UCB   mean=0.7994 ± 0.0000
e-greedy mean=0.8849 ± 0.0168
TS mean=0.8804 ± 0.0077


Based on your investigation, pick an appropriate bandit algorithm to implement from the algorithms covered this week.
Write a file "algorithm-choice.txt" that states your choice and gives a few sentences justifying your choice and rejecting the alternatives.
Keep your explanation concise; overly verbose responses will be penalized.

## Part 2: Implement Bandit

Based on your decision, implement an appropriate bandit algorithm and pick 1000 actions using seed 2025002.

In [53]:
# YOUR CHANGES HERE

def thompson_sampling(env_seed=2025002, T=1000, algo_seed=2025002):

    bandit = BanditProblem(env_seed)
    rng = np.random.default_rng(algo_seed)

    num_arms = bandit.get_num_arms()
    container = [[] for _ in range(num_arms)]
    actions, rewards = [], []

    for a in range(num_arms):
        r = bandit.get_reward(a)
        container[a].append(r)
        actions.append(a)
        rewards.append(r)

    for _ in range(num_arms, T):
        boot_means = []
        for a in range(num_arms):
            reward_a = np.asarray(container[a], dtype=float)
            idx = rng.integers(0, len(reward_a), size=len(reward_a)) 
            boot_means.append(reward_a[idx].mean())
        a_star = int(np.argmax(boot_means))

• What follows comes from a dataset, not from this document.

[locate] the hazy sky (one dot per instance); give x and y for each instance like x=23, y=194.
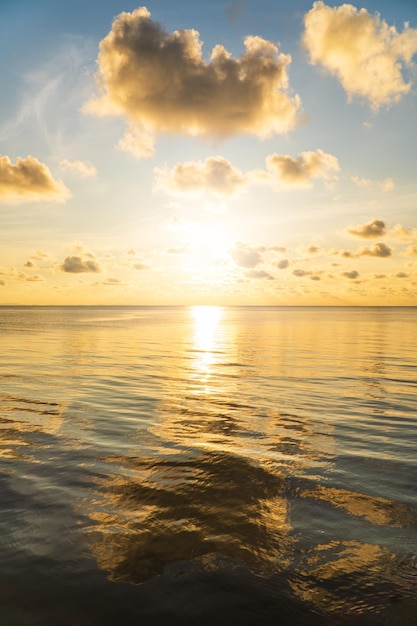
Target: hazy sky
x=222, y=152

        r = bandit.get_reward(a_star)
        container[a_star].append(r)
        actions.append(a_star)
        rewards.append(r)

    counts = np.array([len(container[a]) for a in range(K)])
    avg_reward = float(np.mean(rewards))
    return actions, rewards, counts, avg_reward

In [54]:
actions, rewards, counts, avg_reward = thompson_sampling(env_seed=2025002, T=1000, algo_seed=2025002)

In [55]:
#print(actions, rewards, counts, avg_reward)

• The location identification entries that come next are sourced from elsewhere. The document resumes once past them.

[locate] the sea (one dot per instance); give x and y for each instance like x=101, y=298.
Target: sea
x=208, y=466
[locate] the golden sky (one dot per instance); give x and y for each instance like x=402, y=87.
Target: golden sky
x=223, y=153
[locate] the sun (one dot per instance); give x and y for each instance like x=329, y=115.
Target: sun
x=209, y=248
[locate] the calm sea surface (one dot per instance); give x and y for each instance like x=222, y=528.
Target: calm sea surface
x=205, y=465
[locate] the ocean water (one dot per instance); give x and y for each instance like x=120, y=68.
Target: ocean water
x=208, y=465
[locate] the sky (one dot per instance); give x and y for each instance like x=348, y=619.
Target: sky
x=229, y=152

Write a file "history.tsv" with columns action and reward in the order that the actions were taken.

In [56]:
# YOUR CHANGES HERE

history = pd.DataFrame({"action": actions, "reward": rewards}).to_csv("history.tsv", sep="\t", index=False)

Submit "history.tsv" in Gradescope.

## Part 3: Action Statistics

Based on the data from part 2, estimate the expected reward for each arm and write a file "actions.tsv" with the columns action, min_reward, mean_reward, max_reward.

In [57]:
# YOUR CHANGES HERE

hist = pd.read_csv("history.tsv", sep="\t")

stats = (
    hist.groupby("action", as_index=False)["reward"]
        .agg(min_reward="min", mean_reward="mean", max_reward="max")
        .sort_values("action")
)

In [58]:
stats.to_csv("actions.tsv", sep="\t", index=False)

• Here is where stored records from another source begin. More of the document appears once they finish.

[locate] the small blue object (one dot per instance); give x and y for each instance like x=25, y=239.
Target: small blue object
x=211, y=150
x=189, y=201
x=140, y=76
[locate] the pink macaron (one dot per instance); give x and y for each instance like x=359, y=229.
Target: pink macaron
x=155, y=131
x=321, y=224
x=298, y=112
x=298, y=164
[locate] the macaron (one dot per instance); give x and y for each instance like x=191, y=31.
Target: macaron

Submit "actions.tsv" in Gradescope.

## Part 4: Regret Estimates

Calculate the expected regret taking 1000 actions with the following strategies.

* uniform: Pick an arm uniformly at random.
* just-i: Always pick arm $i$. Do this for $i=0$ to $K-1$ where $K$ is the number of arms.
* actual: This should match your output in part 2.

In [59]:
# YOUR CHANGES HERE

env = BanditProblem(2025002)
num_arms = env.get_num_arms()
mu = 0.5 * env.ns * env.ps
mu_star = float(mu.max())

In [60]:
hist = pd.read_csv("history.tsv", sep="\t")
len_hist = len(hist)
counts = hist["action"].value_counts().reindex(range(num_arms), fill_value=0).to_numpy()

In [61]:
rows = [
    ("uniform", len_hist * (mu_star - float(mu.mean()))),
    *[(f"just-{i}", len_hist * (mu_star - float(mu[i]))) for i in range(K)],
    ("actual", len_hist * mu_star - float(np.dot(counts, mu))),
]

Write your results to a file "strategies.tsv" with the columns strategy and regret.

In [62]:
# YOUR CHANGES HERE

strat = pd.DataFrame(rows, columns=["strategy", "regret"]).to_csv("strategies.tsv", sep="\t", index=False)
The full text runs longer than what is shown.